Pre-IPO Profits

The Importance of Co-Investors

The Importance of Co-Investors
By Adam Sharp
Date July 21, 2020

As online angel investors, there’s an easy metric we can use when judging possible investments. If we pay attention to who else is investing in a startup’s round (also known as co-investors), we can learn a lot about the quality of the deal. 

For example, if I see a deal where Sequoia or another top-tier VC firm is leading the round, I will often invest in it. At the very least, I take this as a signal that the deal is worth investigating deeply. You should also pay extra attention when a top-tier investor is doubling down on an investment — or when new top-tier investors join others in a round.

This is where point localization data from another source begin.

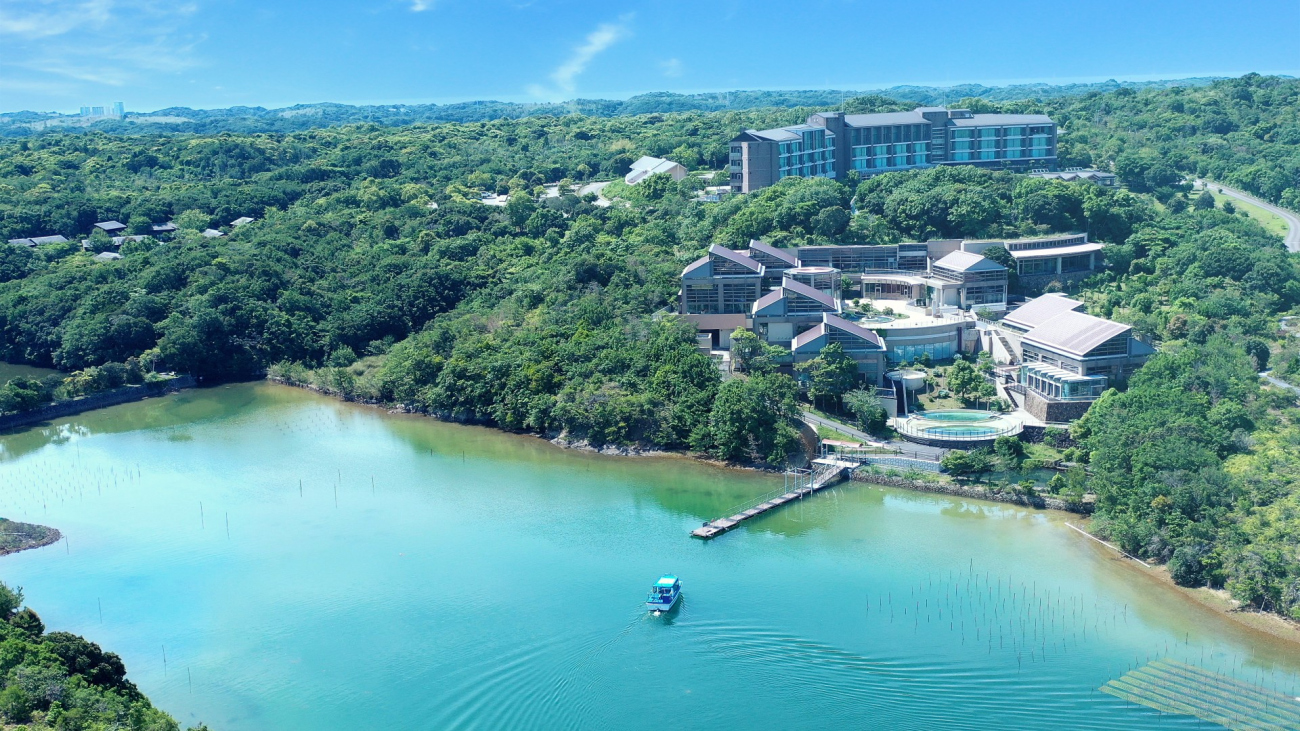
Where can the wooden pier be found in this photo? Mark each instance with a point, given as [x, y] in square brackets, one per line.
[824, 474]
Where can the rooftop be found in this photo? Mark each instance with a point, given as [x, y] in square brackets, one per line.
[783, 254]
[1074, 333]
[1040, 310]
[967, 262]
[1056, 251]
[996, 120]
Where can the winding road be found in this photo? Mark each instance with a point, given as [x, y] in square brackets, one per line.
[1292, 238]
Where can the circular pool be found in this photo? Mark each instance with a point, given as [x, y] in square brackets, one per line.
[958, 427]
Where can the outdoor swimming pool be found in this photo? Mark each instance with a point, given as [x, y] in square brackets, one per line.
[958, 425]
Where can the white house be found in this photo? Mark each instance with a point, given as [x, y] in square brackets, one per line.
[646, 167]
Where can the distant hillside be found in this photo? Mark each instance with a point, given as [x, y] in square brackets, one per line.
[307, 116]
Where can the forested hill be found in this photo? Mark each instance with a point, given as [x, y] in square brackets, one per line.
[307, 116]
[372, 269]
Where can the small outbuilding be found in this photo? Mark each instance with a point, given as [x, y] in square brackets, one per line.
[646, 167]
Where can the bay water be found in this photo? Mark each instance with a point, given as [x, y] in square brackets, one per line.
[263, 557]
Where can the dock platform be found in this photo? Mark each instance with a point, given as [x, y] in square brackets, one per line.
[826, 472]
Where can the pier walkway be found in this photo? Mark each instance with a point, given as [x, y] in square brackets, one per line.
[824, 474]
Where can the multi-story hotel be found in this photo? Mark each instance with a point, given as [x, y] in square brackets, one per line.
[832, 143]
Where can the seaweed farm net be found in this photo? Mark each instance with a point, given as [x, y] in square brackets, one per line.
[1169, 686]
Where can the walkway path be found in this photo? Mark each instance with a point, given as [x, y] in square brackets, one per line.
[918, 450]
[1292, 238]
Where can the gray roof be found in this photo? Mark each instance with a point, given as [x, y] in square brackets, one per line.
[735, 256]
[967, 262]
[1040, 310]
[800, 288]
[767, 301]
[783, 254]
[841, 324]
[996, 120]
[884, 119]
[778, 134]
[1074, 333]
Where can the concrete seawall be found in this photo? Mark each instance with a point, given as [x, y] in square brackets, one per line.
[969, 491]
[113, 397]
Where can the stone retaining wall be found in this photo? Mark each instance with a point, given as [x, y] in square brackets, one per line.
[113, 397]
[969, 491]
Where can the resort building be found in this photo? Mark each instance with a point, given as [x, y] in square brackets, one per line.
[832, 143]
[1067, 358]
[722, 282]
[646, 167]
[1061, 258]
[865, 346]
[1070, 174]
[789, 308]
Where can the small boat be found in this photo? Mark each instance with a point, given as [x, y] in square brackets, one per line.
[664, 593]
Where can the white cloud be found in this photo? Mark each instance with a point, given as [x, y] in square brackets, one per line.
[50, 18]
[104, 48]
[566, 74]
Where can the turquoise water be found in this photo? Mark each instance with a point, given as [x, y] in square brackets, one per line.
[958, 431]
[958, 415]
[436, 576]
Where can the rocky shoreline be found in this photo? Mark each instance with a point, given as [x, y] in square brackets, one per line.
[24, 536]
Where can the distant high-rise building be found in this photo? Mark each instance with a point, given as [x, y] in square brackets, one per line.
[832, 143]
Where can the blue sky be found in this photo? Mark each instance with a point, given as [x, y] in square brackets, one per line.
[56, 55]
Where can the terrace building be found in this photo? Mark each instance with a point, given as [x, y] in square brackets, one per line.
[1067, 358]
[896, 141]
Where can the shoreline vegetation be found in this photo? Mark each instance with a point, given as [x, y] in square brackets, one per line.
[367, 260]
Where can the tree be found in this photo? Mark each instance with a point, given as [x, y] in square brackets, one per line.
[962, 379]
[11, 598]
[1009, 451]
[754, 419]
[831, 373]
[750, 354]
[866, 406]
[830, 223]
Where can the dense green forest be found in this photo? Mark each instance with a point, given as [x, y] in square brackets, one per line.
[56, 680]
[373, 271]
[307, 116]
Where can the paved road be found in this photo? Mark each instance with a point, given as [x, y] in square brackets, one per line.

Accredited deals on sites like AngelList often don’t include detailed financial information. But you can be sure that well-known VC firms and other big investors DO have access to that information. By paying attention to the co-investors, small online investors like you and me can tap into that knowledge without ever seeing it.

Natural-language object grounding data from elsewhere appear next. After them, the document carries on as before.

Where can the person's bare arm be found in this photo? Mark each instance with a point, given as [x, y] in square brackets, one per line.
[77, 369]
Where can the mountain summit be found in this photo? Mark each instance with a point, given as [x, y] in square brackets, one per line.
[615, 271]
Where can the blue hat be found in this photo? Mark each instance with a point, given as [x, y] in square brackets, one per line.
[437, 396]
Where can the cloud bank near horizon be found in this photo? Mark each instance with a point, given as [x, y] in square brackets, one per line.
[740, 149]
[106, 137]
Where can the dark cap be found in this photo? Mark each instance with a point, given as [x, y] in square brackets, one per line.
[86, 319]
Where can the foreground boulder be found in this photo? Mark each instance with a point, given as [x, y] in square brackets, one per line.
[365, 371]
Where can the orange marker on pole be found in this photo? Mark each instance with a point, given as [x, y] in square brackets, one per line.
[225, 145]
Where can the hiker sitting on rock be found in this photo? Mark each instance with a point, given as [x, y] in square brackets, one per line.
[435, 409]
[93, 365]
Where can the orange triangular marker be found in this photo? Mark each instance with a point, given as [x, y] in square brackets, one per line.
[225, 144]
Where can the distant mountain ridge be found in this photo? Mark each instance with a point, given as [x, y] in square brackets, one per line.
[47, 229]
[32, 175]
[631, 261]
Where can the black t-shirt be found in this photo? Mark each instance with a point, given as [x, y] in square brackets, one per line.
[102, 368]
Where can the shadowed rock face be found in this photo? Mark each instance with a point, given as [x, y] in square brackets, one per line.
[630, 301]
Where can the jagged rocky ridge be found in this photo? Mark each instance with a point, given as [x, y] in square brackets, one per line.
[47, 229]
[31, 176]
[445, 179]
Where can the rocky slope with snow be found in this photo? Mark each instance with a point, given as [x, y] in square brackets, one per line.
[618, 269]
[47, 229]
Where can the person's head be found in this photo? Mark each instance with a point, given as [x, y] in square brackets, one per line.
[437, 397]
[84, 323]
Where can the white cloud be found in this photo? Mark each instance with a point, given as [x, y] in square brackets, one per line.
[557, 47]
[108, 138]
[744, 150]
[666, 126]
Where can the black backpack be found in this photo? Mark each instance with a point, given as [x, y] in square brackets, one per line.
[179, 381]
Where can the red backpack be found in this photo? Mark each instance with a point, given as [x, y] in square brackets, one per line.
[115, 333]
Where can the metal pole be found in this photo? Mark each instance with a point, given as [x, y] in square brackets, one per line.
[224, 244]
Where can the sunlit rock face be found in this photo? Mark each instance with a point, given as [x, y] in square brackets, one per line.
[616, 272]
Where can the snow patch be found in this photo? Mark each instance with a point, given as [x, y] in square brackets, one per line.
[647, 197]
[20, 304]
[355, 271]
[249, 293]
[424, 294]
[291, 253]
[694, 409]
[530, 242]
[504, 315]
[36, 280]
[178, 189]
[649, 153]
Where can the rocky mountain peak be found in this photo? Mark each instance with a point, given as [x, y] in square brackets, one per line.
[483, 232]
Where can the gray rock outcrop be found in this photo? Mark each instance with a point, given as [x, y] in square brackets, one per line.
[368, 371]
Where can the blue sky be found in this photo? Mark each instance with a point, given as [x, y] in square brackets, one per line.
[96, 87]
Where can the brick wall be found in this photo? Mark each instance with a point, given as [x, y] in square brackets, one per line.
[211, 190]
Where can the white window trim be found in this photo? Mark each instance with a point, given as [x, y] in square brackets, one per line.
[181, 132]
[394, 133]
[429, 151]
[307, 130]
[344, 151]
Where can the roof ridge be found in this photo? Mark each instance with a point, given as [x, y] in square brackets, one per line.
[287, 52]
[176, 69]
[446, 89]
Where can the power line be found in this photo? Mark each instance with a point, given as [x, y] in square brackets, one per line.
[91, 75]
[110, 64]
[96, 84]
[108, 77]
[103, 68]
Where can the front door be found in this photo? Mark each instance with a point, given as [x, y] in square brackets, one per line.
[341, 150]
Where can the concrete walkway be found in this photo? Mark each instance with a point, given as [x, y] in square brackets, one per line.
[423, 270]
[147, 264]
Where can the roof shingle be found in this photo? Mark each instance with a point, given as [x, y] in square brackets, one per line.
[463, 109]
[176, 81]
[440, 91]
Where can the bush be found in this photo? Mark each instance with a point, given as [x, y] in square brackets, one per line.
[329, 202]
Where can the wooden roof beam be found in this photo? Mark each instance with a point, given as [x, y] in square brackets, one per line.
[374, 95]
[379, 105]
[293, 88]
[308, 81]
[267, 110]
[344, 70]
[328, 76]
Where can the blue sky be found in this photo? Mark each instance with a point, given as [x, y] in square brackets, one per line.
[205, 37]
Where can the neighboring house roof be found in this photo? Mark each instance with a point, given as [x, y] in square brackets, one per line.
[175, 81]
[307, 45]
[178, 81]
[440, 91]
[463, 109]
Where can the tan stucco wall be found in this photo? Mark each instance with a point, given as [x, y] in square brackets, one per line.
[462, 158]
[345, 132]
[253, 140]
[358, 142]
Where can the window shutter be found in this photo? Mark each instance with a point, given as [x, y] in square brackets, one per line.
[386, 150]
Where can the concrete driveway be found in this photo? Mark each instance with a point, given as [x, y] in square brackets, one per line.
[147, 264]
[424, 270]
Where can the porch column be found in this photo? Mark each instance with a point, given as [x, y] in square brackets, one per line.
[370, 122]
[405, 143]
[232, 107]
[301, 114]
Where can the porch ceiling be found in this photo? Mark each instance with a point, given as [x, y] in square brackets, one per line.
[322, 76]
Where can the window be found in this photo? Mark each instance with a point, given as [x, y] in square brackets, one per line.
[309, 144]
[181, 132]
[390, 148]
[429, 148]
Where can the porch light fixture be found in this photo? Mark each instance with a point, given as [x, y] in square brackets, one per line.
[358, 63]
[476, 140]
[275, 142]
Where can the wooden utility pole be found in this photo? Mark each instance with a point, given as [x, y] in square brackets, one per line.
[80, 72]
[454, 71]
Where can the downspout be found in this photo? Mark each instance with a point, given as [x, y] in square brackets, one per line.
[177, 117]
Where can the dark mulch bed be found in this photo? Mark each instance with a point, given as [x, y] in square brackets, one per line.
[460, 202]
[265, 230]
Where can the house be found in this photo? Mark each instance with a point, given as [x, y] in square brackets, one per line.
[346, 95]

If you’re not familiar with which VC firms are “top tier,” there are some easy ways to research them. To start, check if any of the firm’s partners are on the Forbes’ Midas List. The Midas list is an annual list of the best VC investors in the world. If you see that a co-investor is on the Midas list, it’s probably a very positive sign.

You can also do a Google search on the primary investors in the round. Go to their site(s) and research their portfolio companies. See if those companies have gone on to raise larger rounds of funding. You probably won’t be able to find their exact return numbers. But you should be able to get a general idea about how their funds have performed.

Some professional investors consider investing based on co-investors to be distasteful. But I disagree. As a small online investor, there’s really no better signal you can find. And if you’re new to startup investing, watching co-investors is a great way to learn. 

In the end, it’s still up to the individual investor to back a deal or not. But checking out the co-investors is a good first step in the due diligence process.